FERMA L’IMMAGINE
Signore ti prego,
in questi tempi bui
di estrema indifferenza,
ferma l’immagine di me
bambina
che ti guarda.
Aggrappata al bagliore
incandescente
della tua veste bianca.
Più d’ogni umano silenzio s’incrini la parola all’intenzione e libero il pensiero la raccolga in solitudine di spirito dove il sospiro scioglie ogni dolore.

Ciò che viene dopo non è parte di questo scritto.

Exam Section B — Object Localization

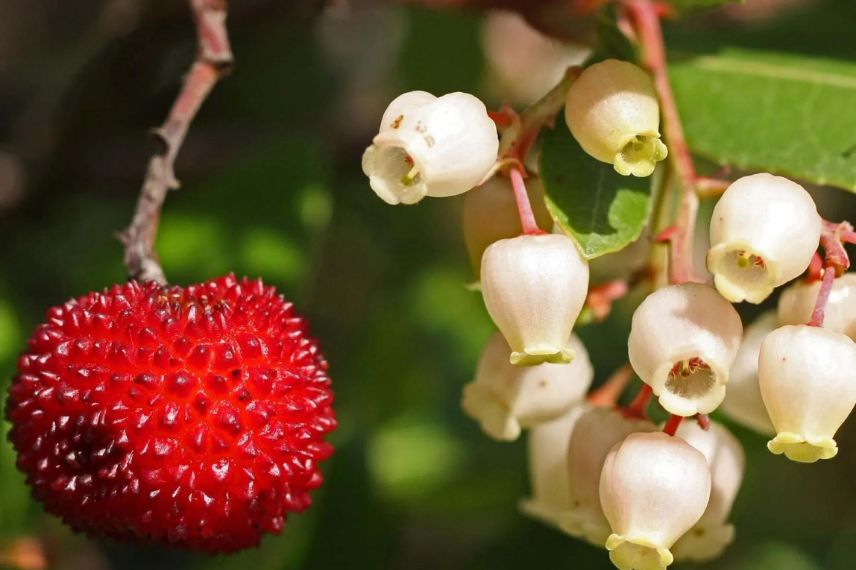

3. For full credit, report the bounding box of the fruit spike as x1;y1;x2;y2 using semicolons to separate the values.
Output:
7;275;336;552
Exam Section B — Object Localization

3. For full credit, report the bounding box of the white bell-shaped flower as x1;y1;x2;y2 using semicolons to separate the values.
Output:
600;432;711;570
672;420;746;562
565;59;668;176
779;273;856;340
558;406;657;547
628;283;743;416
462;176;553;277
481;234;589;365
363;91;499;204
520;405;588;525
719;311;779;436
758;325;856;463
707;173;821;303
461;333;594;441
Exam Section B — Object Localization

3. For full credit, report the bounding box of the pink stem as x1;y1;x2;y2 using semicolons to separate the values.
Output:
805;252;823;283
509;168;544;235
663;414;684;436
625;0;698;283
808;265;835;327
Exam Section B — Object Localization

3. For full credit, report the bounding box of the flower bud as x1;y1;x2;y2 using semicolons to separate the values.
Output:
672;421;746;562
558;406;657;547
363;91;499;204
463;176;553;277
520;404;588;525
461;333;594;441
758;325;856;463
600;432;711;570
720;311;779;436
628;283;743;416
565;59;668;176
482;10;590;106
779;273;856;340
481;234;588;365
707;174;821;303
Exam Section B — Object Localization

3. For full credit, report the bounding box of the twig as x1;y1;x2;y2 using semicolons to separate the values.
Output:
120;0;233;284
499;66;582;162
820;220;853;276
508;168;544;235
625;0;698;283
808;265;835;327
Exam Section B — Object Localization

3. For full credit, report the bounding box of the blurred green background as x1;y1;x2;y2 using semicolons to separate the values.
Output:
0;0;856;570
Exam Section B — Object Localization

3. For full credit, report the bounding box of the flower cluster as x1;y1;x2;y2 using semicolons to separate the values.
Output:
363;47;856;570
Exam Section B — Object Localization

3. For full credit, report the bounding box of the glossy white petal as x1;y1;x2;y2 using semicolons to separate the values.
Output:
520;405;588;525
363;91;499;204
758;325;856;463
720;311;779;436
628;283;743;416
779;273;856;340
565;59;668;176
463;176;553;277
558;406;657;547
672;421;746;562
707;173;821;303
600;432;711;570
461;333;594;441
481;234;589;365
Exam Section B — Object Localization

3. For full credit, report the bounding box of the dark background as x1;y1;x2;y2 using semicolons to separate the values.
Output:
0;0;856;570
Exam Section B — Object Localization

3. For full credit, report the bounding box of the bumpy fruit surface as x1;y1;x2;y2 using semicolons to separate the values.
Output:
7;275;336;552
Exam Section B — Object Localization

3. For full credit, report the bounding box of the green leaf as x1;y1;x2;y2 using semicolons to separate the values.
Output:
671;49;856;192
583;5;639;67
541;120;651;259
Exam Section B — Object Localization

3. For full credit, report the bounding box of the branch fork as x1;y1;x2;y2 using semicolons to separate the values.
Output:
119;0;234;284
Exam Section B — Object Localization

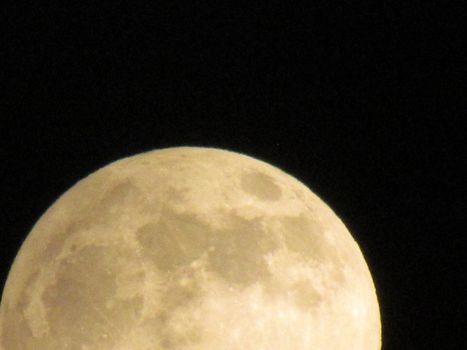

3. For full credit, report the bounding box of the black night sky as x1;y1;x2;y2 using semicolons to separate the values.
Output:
0;0;467;350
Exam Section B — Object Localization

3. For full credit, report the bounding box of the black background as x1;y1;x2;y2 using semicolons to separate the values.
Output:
0;0;467;349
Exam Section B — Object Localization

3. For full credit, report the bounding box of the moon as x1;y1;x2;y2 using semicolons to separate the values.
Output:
0;147;381;350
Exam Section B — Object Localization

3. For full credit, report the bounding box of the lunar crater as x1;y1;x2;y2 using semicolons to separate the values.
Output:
0;147;381;350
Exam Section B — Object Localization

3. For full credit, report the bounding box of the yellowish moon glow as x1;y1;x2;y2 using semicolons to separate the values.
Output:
0;147;381;350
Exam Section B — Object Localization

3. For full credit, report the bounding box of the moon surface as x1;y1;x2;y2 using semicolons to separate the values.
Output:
0;147;381;350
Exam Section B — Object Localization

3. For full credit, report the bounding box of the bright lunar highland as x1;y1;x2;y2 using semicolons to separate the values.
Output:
0;147;381;350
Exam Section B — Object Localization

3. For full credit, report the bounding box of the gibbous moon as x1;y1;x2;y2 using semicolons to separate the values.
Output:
0;147;381;350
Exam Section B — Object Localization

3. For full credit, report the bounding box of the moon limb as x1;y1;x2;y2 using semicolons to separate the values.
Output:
0;147;381;350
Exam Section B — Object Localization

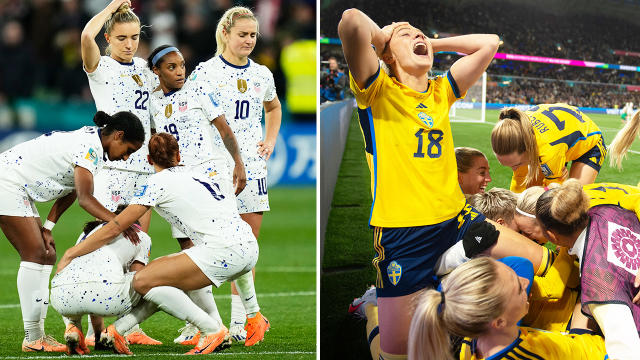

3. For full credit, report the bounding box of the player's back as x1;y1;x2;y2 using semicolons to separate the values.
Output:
139;166;250;247
0;126;104;201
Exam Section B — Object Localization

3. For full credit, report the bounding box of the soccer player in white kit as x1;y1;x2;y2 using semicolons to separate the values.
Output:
188;6;282;341
58;133;270;354
0;112;144;352
81;0;161;345
81;0;156;231
51;214;151;355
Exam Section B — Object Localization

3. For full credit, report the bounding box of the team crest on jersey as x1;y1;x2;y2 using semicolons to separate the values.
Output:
111;190;122;203
238;79;247;93
418;111;433;128
84;148;98;165
387;261;402;286
131;74;144;86
540;164;553;177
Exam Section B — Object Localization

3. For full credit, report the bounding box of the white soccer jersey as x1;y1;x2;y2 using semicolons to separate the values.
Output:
87;56;158;173
131;166;250;248
0;126;106;202
150;83;227;167
74;223;151;272
189;56;276;181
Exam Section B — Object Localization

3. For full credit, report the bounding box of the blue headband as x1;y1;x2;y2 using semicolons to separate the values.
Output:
151;46;180;66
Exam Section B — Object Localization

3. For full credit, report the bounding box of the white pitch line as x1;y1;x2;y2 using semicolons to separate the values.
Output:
0;351;315;360
0;291;316;309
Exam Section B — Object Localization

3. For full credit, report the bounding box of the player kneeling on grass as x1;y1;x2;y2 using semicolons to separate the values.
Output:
51;205;151;355
53;133;270;354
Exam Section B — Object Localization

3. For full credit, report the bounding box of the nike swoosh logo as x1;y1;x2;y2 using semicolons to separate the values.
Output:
196;343;212;354
25;346;44;351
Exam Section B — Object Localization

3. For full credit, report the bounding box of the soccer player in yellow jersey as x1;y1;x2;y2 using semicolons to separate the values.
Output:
409;257;607;360
338;9;546;359
491;104;607;193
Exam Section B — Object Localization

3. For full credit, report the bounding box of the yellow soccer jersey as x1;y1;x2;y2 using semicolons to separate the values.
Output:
511;103;604;192
351;69;465;227
522;247;580;331
460;327;608;360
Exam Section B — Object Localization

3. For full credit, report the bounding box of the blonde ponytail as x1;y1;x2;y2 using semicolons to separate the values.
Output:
609;110;640;170
216;6;259;56
104;3;140;55
536;179;589;235
491;107;540;187
409;257;509;360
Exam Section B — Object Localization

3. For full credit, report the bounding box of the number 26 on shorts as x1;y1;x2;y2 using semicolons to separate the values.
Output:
413;129;444;159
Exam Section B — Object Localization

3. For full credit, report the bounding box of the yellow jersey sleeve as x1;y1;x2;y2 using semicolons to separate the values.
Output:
349;67;388;109
526;103;602;182
459;327;608;360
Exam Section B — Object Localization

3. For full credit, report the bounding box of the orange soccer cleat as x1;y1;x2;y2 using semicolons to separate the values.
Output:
244;312;271;346
100;324;133;355
64;324;89;355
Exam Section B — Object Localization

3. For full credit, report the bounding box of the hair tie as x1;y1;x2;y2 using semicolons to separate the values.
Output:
516;207;536;219
151;46;180;66
438;291;444;314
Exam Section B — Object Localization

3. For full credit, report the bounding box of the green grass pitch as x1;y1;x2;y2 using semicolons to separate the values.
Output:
320;110;640;359
0;187;316;359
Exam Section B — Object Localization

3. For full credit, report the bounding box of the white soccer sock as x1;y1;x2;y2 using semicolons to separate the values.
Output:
143;286;222;335
230;292;246;325
18;261;48;341
40;265;53;334
113;299;160;334
187;285;222;324
232;271;260;323
86;315;94;341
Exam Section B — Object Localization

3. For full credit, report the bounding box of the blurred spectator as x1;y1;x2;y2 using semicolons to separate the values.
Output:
320;56;347;102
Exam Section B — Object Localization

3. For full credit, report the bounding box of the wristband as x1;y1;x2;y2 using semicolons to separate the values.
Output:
42;219;56;231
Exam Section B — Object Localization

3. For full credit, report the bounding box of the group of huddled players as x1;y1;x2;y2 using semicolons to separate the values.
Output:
338;9;640;360
0;0;281;354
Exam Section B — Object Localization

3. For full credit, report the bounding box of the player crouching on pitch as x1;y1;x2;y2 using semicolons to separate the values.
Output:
58;133;270;354
51;205;151;355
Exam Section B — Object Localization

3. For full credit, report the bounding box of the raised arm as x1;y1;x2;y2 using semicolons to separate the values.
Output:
57;204;149;272
431;34;500;94
211;115;247;195
338;9;391;89
80;0;131;73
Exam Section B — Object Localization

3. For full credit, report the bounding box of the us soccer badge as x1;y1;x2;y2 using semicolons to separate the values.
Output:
387;261;402;286
238;79;247;93
131;74;144;86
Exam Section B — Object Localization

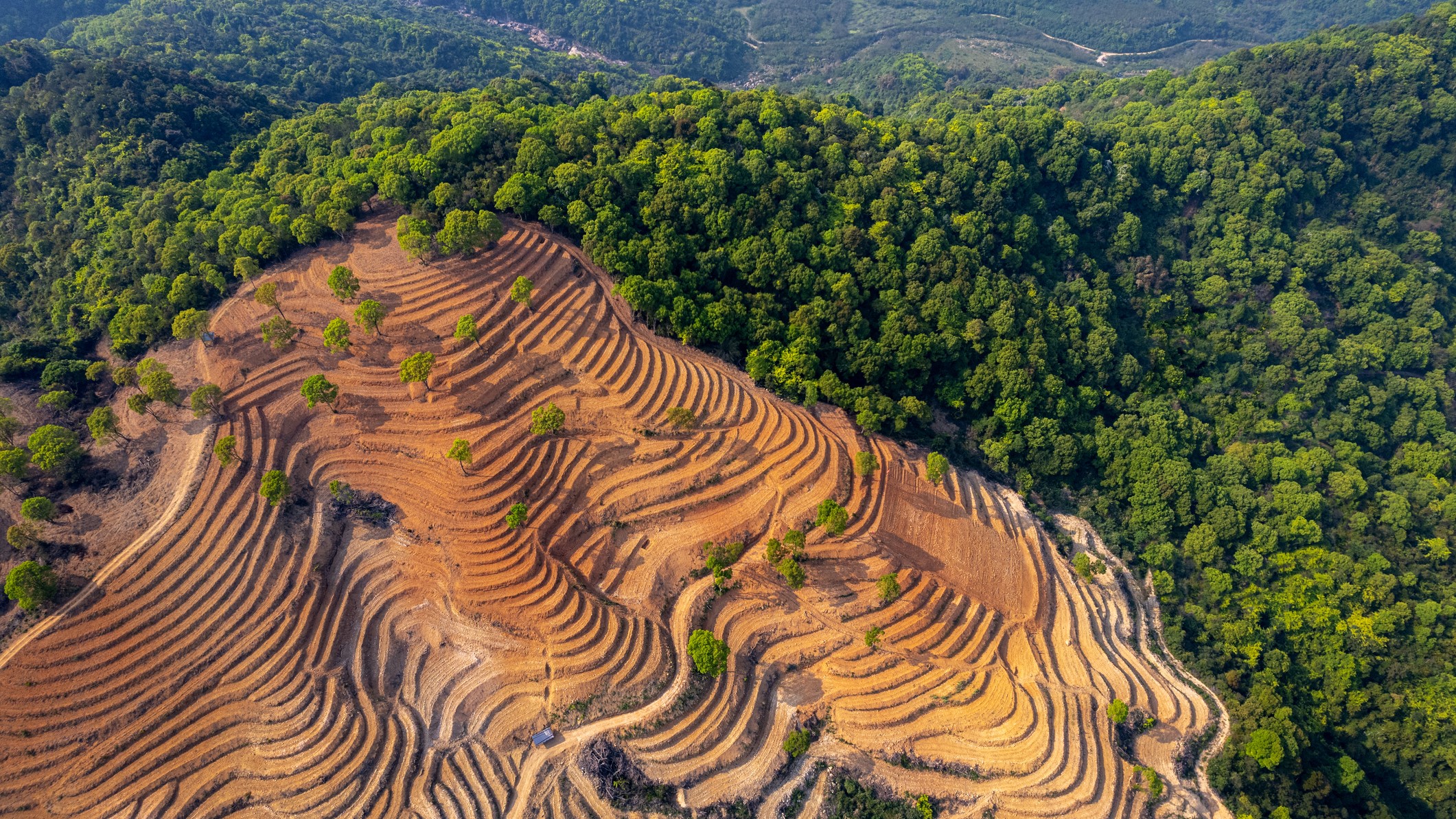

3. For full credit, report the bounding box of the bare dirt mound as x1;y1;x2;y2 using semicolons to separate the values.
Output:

AMETISTE // Dalle fauci imbrunite della parola a monte/ mi rispondeva un gelido silenzio/ Quasichè superato il ponte/ vedessi un guizzo luminoso/ un cerchio bello di parole…/ Che rincorrendomi animatamente/ chiedessero a me che le pensavo/ di unirmi a loro interamente/ per dimostrargli che le amavo/.
Signore ti prego,
in questi tempi bui
di estrema indifferenza,
ferma l’immagine di me
bambina
che ti guarda.
Aggrappata al bagliore
incandescente
della tua veste bianca.
Mio caro Pellegrino,
se l’opera del Duomo
non finiva mai,
la stessa cosa la posso
dire anch’io.
Più vado avanti,
più mi ritrovo indietro
a rimirare.
La Verità mi trova sempre
pronta ad aspettare…
Ma l’altra metà del fiore,
che pure si affatica,
non mi raggiunge mai.
Inzuccherarsi di te,
pralina del mio cuore…
vuol dire,
dolcificare q.b.
la superficie del pensiero.
Sapendo bene a cosa porta,
l’effetto placebo.
Se penso…
se penso a tutte le inutili
lettere,
spedite ai fantasmi del vento.
Sento la pesantezza
della mia mano ferita,
volutamente recisa.
Simile al mondo
che ruota piano,
sopra l’abisso dei sentimenti
lasciati e persi…
chicchi di grano.
La Consuetudine,
è la sorella stanca della Noia.
Si guardano di fronte,
senza gloria.
Si mandano un messaggio…
uno sbadiglio bianco.
Scendono giù di corsa
per risalire in piedi,
come cupi briganti.
Sono i versanti.
Sono giganti,
sono gli uccelli di
pietra nera.
Profili infidi…
profili eterni della montagna.
Niente è più pericoloso,
nella Vita,
se ti sorprendi mentre anneghi,
dentro un mare silenzioso,
che non c’è.
Magari dopo,
ci sarà più Vita…
Ma prima,
devi sentire il tonfo.
Per chi non lo conosce,
il Riserbo
non spende una parola.
Per chi lo riconosce,
il Riserbo
mantiene…la parola.
Mi cade in testa il cielo,
a grappoli di glicine.
Quello che non si dice…
è il luogo delle spine.
Scorre la notte
dentro le nubi rotolanti
della mente.
Un nastro lucido di
velluto nero,
che nel momento non registra
l’inquietudine,
quell’urgenza esplosiva
del pensiero…
Poichè nel sonno,
c’è dato di sapere
solo del sogno.
Se penso a me
clonata,
fissata in un’altra
dimensione,
guardata con stupore.
Sparsa nel Mondo
in tante copie
senza un condono
di riconoscimento.
Senza una febbre attiva…
quale tormento!
Che sia la morte a salvare
quello che di me
rimane.
Che sia il ricordo di me
a farmi ricordare.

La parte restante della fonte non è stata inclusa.